For most of us, the family home is the largest purchase we ever make. Changing
styles and fluctuating home values often present opportunities to upgrade to
that ultimate dream home. No matter how you slice it, we pay a lot of money
for a long period of time on home mortgage loans. It’s a huge investment
that we work hard to have paid off by retirement time. When retirement finally
hits, we’re lucky to have an asset in our home that appreciates in value
with no more monthly payments to make. Sounds great, right?
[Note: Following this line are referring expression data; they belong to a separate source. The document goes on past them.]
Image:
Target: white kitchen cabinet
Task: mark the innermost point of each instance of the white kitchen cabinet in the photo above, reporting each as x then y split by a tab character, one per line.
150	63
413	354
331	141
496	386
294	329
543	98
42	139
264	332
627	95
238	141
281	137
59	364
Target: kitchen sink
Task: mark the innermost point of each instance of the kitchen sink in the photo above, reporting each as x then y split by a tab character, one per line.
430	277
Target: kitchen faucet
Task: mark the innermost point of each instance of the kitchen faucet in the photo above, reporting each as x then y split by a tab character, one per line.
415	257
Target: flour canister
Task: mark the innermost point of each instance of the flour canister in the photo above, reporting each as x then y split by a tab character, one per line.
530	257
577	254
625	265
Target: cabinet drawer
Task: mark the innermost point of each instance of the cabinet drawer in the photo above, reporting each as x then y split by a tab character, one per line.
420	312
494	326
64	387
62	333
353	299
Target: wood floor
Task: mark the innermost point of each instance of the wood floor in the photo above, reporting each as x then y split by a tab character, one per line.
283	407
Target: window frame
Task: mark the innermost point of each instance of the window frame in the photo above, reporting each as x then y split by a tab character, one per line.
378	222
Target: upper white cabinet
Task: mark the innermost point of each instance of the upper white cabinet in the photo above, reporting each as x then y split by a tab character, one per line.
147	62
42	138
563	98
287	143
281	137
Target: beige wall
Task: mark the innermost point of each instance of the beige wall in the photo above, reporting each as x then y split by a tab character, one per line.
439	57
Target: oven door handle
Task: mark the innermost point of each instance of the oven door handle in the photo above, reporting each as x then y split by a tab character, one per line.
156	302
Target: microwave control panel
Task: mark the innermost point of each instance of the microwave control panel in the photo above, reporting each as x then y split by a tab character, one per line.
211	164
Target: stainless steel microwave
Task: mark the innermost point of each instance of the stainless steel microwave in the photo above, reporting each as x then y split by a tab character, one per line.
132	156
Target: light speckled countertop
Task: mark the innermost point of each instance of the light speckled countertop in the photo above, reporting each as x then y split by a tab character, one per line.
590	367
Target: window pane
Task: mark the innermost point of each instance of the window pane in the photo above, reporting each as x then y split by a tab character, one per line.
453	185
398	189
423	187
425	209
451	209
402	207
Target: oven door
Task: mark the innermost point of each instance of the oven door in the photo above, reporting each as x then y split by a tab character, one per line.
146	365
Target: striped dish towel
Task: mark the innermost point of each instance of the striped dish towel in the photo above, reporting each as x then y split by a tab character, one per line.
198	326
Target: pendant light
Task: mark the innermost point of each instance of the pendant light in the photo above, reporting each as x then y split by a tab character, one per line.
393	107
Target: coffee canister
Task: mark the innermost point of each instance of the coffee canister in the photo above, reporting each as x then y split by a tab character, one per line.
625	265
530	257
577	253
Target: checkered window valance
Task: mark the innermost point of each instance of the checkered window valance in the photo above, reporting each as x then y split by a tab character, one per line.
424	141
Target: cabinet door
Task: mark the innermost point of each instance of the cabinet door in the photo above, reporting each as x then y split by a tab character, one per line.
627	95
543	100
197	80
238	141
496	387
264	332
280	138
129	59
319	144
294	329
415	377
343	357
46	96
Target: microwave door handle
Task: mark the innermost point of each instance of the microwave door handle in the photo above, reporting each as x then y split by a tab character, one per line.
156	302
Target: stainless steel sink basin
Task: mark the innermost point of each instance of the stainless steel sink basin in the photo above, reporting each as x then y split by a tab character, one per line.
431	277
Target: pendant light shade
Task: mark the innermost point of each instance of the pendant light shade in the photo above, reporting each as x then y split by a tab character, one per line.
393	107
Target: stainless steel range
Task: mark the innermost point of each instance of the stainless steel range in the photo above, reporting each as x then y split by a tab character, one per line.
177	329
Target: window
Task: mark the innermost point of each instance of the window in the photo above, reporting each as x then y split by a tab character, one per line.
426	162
What about the equity in your home? You have paid hard-earned money for many
years to support the value of your home. What if, during retirement, you need
cash for living expenses? A reverse mortgage presents an opportunity to tap
the equity in your home without having to pay monthly payments. Let’s
discuss how reverse mortgages work.
A reverse mortgage basically converts the equity in your home to tax free
income. You must be 62 years old to obtain a reverse mortgage. You sign the
paperwork and continue to live in your home while receiving either a lump sum
of money, fixed monthly payments, or a line of credit to use as you wish. The
amount you can borrow depends on the value of your home, your age, and the interest
rate that will be charged. The older you are, the more you can borrow because
the mortgage company will figure the interest and fees due back to them for
a shorter period of time until your death – based on calculations of your
life expectancy. If you are younger, the mortgage company has to include more
years of interest and fees to be paid back along with your mortgage loan amount,
so the amount of your loan would be less. The amount of your loan, plus interest
and fees are paid off when your house is sold. You or your heirs will get the
difference in the sales price of your home and the reverse mortgage payoff.
If contemplating this product, get an attorney or trusted mortgage professional
to review the contract terms with you. Beware of non-interest fees that can run
between 10-20% of your loan amount. And measure this product against other financial
options before you sign the dotted line.